Thursday, October 22, 2009

Redirecting moved URLs - surely it's not forever?

Our Find service has been up for four months now and we're about to start moving some of our other services into it. This means some of our old platforms (and their URLs) will be retired.

We want to make sure anyone can continue to use the old URLs for accessing the services, but we don't want to have to maintain URL redirects forever (we're an archival institution, when we say forever, we really mean it). We have thousands of pages covering each of our online collection items, so one-to-one URL redirects involve datasets and programming scripts, all of which need maintaining. We also want to do everything possible to make it easy for website managers to update any links they have made to our services.

So we're planning on using a three-phase approach.

Phase one - Full automatic redirection service

All page requests return an HTTP 301 (moved permanently) message pointing to the URL for the equivalent page in the new site - most browsers will automatically refresh to the new location indicated. However, as a fallback it will also deliver a web page indicating that the page has moved, what the new URL is (as a clickable link), and the page will automatically redirect after 10 seconds (using a 'meta' tag refresh).

Some information pages are being removed during the migration. If requests for these pages just redirected automatically to the new homepage, it could be confusing. Instead requests for those pages will return an HTTP 404 (page not found) page explaining that the site has changed and provide a link to the new homepage.

Phase two - Notification-only service

All page requests return an HTTP 404 (page not found) page. This page explains that the site has changed and the expiry date for the old URL; it also includes the URL for the equivalent page in the new site. There is no automated redirection (but the new URL can be clicked on).

This alerts website managers that they need to take action, but gives them the exact information they need and the deadline.

Phase three - Switch off the domain

Hopefully all bookmarks will have been updated to the new locations. At this point the domain name will be retired. Any attempts to access it will return 'DNS Host name resolution failed'.

An alternative is to keep the domain alive but not provide specialised redirects - any request for any page on the domain is automatically redirected (HTTP 301) to only the new homepage.

Timing

We are planning on running the redirects for 12 months - 6 months in phase 1, 6 months in phase 2, then the domain name will be retired.

Does this seem reasonable?

2 comments:

Con said...

Hey Douglas!

Why not just run the redirector forever, and forget phases 2 and 3?

It just seemed to me that if you're going to the bother to set up a comprehensive and user-friendly redirection service in the first place (good on you for that!), then you may as well just leave it going. Surely it would be less work than returning to it later to progressively disable it?
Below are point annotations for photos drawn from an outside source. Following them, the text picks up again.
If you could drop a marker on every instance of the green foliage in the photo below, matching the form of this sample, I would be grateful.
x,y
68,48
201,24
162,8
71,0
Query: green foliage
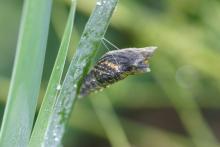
x,y
93,33
25,84
39,132
169,106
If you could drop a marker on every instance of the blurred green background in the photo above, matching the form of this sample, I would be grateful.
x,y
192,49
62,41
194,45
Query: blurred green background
x,y
175,105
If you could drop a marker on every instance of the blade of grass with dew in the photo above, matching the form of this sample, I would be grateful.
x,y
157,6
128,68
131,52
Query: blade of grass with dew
x,y
26,78
110,121
93,33
39,131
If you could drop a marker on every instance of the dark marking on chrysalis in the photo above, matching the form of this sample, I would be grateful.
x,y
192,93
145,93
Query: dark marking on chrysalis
x,y
115,66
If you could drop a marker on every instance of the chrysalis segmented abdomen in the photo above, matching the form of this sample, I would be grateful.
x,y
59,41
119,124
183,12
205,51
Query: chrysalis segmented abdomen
x,y
115,66
103,74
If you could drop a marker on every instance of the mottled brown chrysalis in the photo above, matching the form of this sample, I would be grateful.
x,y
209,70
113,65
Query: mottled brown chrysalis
x,y
116,65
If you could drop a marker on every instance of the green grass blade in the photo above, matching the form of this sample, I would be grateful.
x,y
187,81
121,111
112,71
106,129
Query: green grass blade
x,y
40,128
25,84
88,45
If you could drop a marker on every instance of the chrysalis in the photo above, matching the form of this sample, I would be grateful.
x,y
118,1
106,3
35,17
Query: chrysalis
x,y
115,66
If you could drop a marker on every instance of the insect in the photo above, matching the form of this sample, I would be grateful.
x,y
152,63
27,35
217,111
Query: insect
x,y
115,66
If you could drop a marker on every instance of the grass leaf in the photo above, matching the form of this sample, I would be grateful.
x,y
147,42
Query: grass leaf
x,y
27,72
40,128
93,33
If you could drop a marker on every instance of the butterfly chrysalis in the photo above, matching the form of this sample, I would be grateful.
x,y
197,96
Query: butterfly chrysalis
x,y
115,66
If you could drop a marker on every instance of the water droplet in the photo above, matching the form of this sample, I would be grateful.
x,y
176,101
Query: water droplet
x,y
99,3
58,87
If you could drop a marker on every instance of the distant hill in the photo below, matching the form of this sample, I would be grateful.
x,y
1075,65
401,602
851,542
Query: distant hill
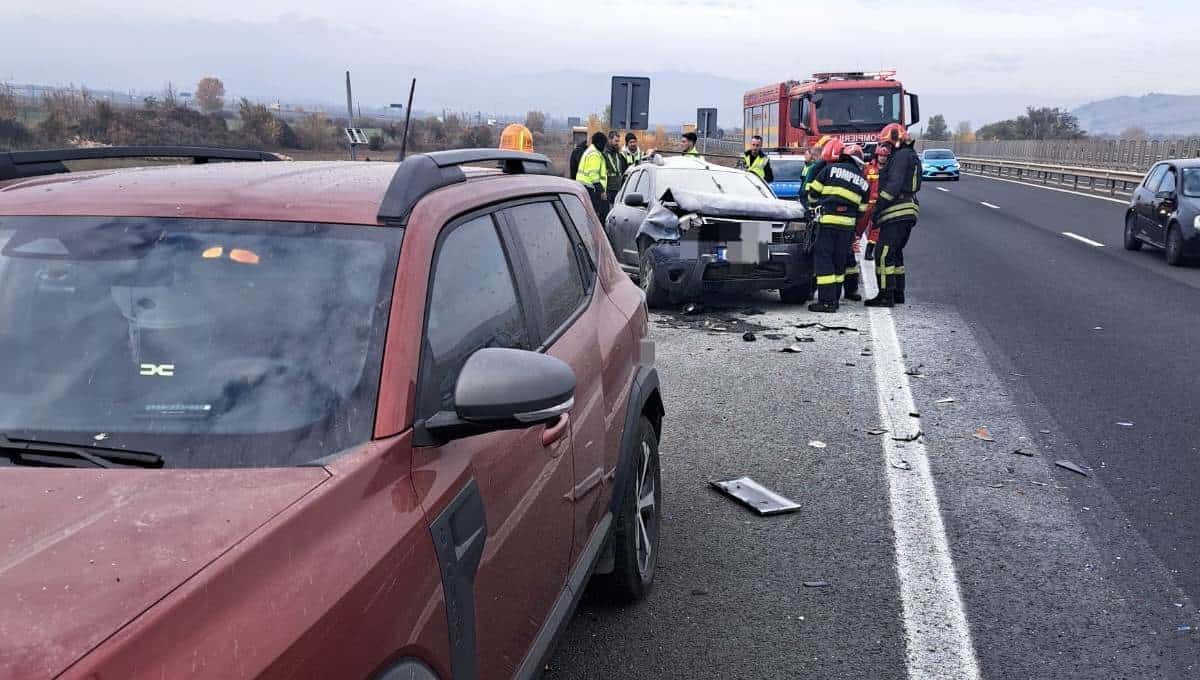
x,y
1157,114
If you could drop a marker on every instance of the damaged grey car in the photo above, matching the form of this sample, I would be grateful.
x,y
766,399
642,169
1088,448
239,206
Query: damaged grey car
x,y
685,228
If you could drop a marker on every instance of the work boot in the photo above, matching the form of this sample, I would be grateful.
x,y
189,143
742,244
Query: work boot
x,y
883,299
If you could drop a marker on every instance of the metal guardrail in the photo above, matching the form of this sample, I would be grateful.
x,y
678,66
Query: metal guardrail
x,y
1098,180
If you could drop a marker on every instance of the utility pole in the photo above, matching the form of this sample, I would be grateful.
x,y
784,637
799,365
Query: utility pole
x,y
349,113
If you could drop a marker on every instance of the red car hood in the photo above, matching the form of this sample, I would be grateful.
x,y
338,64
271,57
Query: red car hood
x,y
83,552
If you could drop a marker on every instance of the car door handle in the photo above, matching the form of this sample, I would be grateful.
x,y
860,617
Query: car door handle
x,y
555,432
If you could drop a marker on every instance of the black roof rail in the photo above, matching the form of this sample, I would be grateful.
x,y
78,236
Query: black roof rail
x,y
423,173
15,164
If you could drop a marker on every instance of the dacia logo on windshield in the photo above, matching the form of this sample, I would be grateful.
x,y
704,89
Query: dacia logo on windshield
x,y
160,369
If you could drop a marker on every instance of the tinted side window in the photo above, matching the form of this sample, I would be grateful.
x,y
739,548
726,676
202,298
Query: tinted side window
x,y
541,236
582,224
1168,182
473,304
1153,178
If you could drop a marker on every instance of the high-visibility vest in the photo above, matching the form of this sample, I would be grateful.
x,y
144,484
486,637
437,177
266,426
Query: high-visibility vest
x,y
593,169
756,166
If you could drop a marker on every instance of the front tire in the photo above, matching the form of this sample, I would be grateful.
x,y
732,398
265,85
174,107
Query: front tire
x,y
1175,246
636,531
655,296
1132,241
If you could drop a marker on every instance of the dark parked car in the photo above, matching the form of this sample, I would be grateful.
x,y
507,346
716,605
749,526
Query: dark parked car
x,y
1164,211
313,420
684,228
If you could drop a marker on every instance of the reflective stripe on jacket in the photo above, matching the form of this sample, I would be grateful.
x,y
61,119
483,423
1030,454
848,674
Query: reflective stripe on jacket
x,y
593,169
840,191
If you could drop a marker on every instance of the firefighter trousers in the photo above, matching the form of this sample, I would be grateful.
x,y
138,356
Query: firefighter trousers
x,y
829,259
889,254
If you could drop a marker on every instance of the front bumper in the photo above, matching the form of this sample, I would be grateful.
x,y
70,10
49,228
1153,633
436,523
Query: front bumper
x,y
693,277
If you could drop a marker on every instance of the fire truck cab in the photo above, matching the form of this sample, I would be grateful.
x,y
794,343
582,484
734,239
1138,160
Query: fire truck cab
x,y
851,106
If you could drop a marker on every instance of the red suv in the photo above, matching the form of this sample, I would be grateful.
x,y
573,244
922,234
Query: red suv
x,y
321,420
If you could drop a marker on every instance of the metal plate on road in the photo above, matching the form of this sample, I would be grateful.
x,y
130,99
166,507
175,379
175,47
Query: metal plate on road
x,y
756,497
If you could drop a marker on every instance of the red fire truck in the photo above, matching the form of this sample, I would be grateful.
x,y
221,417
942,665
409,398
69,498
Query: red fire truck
x,y
852,106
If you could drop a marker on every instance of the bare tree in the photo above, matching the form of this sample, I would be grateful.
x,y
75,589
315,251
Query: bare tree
x,y
210,94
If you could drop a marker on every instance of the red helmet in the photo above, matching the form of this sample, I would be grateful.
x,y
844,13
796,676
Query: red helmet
x,y
894,134
832,150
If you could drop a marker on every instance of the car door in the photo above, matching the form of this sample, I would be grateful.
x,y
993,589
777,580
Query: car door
x,y
507,488
1163,205
1144,200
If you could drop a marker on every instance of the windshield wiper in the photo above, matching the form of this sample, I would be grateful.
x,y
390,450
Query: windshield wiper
x,y
54,455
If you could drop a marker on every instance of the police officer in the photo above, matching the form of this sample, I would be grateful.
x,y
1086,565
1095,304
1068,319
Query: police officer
x,y
594,175
631,152
754,161
895,214
615,164
838,196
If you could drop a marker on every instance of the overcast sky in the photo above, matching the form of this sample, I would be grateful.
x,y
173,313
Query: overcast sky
x,y
1041,50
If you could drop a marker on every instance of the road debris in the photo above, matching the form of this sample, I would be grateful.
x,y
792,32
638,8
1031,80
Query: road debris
x,y
1072,467
755,497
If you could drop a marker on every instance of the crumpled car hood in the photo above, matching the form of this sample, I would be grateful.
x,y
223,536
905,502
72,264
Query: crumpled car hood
x,y
84,552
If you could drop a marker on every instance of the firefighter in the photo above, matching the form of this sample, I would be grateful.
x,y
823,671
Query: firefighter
x,y
838,196
754,161
895,212
873,233
615,164
850,286
593,174
631,152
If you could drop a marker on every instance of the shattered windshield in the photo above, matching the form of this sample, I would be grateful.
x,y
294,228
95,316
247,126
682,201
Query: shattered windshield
x,y
215,343
707,181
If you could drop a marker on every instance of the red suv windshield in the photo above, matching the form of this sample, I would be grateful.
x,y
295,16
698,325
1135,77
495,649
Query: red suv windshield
x,y
213,343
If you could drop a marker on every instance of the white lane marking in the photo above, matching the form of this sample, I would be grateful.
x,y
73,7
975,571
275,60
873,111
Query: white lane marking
x,y
1051,188
936,631
1083,239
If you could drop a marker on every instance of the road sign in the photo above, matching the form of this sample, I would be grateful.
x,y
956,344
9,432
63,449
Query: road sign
x,y
630,102
706,122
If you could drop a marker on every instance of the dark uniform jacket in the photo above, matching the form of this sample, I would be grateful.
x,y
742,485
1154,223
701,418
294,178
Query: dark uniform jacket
x,y
840,192
899,184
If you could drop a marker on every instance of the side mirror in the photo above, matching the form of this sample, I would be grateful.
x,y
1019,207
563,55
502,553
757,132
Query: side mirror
x,y
505,389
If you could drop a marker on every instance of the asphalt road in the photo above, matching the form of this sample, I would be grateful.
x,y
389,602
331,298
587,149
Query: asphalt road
x,y
1043,340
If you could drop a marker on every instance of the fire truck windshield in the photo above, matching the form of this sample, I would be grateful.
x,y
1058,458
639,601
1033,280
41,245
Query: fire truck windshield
x,y
858,110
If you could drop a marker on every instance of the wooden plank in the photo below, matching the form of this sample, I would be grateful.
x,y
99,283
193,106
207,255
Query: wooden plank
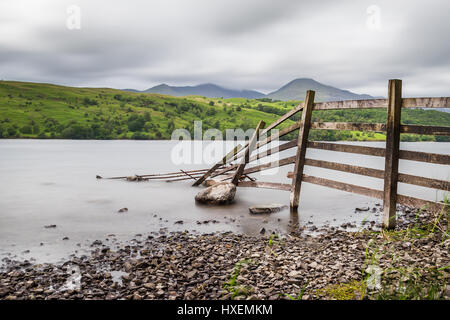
x,y
248,151
375,127
370,151
266,185
218,165
303,134
270,165
392,153
440,102
280,134
344,186
274,150
376,173
434,158
431,130
276,123
352,104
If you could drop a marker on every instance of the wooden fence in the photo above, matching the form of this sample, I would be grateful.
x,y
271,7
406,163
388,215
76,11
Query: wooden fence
x,y
392,153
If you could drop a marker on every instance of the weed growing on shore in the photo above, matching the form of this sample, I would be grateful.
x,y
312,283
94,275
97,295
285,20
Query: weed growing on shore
x,y
299,296
232,286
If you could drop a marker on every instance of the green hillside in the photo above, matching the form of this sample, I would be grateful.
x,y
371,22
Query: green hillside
x,y
35,110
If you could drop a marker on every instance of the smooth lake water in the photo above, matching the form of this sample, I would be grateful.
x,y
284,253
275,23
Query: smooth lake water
x,y
45,182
In several years you will be doing the same thing again with your new URL space, so it's not like the redirection exercise is a one-off.

Douglas Campbell said...

Thanks Con,

'In perpetuity' is our middle name, we don't commit to anything without considering whether we can continue doing it for at least 100 years. In our experience, perpetuity is a really long time... and it costs.
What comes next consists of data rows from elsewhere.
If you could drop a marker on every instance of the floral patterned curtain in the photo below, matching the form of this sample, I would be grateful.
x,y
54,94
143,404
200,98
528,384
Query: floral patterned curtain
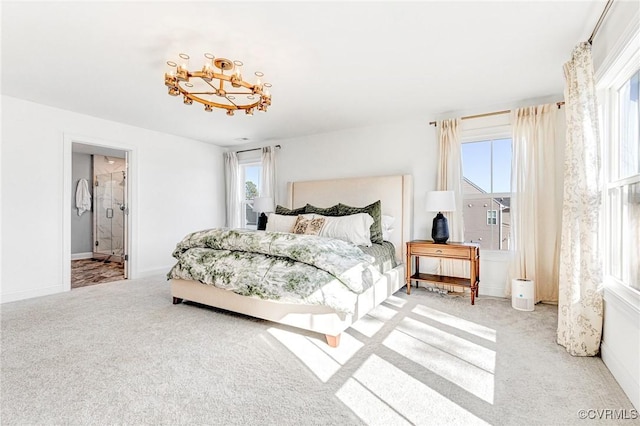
x,y
580,292
233,190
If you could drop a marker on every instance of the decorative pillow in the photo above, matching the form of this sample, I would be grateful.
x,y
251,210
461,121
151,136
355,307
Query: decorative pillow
x,y
387,226
281,223
374,210
289,212
354,228
308,226
324,211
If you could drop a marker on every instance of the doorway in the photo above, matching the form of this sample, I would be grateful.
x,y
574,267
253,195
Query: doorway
x,y
99,225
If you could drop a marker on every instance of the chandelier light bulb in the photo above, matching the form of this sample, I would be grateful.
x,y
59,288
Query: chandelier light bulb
x,y
218,84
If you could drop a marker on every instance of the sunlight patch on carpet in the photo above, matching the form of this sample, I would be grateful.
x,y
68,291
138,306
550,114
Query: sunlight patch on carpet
x,y
371,323
323,360
366,405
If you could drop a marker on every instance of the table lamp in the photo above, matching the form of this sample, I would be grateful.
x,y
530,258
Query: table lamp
x,y
262,205
440,201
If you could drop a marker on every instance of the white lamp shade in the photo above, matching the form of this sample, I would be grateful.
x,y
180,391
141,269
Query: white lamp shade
x,y
263,204
440,201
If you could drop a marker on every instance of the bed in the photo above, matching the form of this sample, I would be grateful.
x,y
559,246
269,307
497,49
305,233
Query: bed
x,y
395,195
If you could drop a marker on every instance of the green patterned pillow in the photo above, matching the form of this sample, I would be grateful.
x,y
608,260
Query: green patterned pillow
x,y
374,210
324,211
288,212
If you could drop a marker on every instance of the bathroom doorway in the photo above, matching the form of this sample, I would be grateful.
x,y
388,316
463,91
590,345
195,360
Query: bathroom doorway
x,y
99,215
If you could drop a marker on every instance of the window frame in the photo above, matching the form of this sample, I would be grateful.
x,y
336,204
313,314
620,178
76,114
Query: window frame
x,y
490,132
244,164
608,84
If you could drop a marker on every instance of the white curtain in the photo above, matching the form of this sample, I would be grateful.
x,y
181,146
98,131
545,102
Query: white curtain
x,y
233,190
268,177
580,293
450,179
536,204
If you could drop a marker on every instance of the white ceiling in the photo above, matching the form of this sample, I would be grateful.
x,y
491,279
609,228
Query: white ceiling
x,y
333,65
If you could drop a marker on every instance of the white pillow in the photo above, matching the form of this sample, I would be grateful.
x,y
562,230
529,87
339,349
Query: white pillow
x,y
280,223
387,226
354,228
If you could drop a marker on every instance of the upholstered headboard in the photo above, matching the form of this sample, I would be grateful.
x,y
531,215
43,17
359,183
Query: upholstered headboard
x,y
394,192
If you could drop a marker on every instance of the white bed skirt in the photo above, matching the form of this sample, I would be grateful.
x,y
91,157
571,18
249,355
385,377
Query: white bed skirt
x,y
318,318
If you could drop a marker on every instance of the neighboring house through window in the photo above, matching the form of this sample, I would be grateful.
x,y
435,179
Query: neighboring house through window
x,y
486,191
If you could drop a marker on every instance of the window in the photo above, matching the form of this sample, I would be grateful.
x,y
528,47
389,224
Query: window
x,y
486,191
250,173
623,183
492,216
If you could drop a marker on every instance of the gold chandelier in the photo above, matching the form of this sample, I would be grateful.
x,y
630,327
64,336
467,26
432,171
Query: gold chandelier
x,y
210,86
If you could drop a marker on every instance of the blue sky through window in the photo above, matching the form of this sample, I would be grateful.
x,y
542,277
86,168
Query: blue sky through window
x,y
476,164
As you say, this won't be our last migration, so each future one would then need to adjust all the previous redirects too, scripts would need to be adjusted as new versions of programming languages come out and deprecate certain functions, it would all need migrating to the latest platforms, etc., etc.

Plus, this redirection policy is likely to be applied in the future to all our digital assets, which number in the millions - I don't fancy having to maintain multiple datasets (mapping each from old location to new) like that.
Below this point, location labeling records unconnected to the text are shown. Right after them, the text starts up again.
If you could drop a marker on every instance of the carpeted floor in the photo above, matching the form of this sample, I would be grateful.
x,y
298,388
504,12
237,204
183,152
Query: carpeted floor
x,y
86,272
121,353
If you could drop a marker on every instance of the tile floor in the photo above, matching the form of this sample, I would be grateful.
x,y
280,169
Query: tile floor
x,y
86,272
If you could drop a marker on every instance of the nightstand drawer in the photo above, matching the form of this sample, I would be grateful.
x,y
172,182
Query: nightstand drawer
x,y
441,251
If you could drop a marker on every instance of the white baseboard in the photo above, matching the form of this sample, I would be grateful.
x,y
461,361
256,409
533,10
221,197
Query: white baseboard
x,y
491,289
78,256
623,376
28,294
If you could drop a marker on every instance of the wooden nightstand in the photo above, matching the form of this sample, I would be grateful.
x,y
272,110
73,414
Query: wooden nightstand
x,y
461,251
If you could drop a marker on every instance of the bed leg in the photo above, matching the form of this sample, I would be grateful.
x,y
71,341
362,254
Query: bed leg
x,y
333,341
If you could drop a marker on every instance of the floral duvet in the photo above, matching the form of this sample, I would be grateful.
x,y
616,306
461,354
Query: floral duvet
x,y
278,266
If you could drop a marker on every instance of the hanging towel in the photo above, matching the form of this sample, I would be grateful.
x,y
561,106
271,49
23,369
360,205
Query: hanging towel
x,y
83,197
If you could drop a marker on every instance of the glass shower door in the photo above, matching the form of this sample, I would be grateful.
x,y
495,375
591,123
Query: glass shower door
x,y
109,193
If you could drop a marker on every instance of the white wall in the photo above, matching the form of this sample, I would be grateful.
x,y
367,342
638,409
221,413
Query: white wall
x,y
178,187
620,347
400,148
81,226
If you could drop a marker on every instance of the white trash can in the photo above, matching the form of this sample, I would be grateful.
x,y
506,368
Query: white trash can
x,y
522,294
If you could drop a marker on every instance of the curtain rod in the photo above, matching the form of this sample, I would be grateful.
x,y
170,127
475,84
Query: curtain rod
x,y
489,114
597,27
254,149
I will happily make the effort to go back and disable a service that will drain resources through this kind of ongoing maintenance. Especially if in 20 years time no-one will be hitting the service with today's URLs anyway.

The obvious solution is to assign persistent identifiers. Then we would only need to maintain the current internal location for a given URL. We are working on this, but in the meantime I'm trying to not create a rod for own back. But I'm happy to hear if this really is being unreasonable or has too short a timeframe.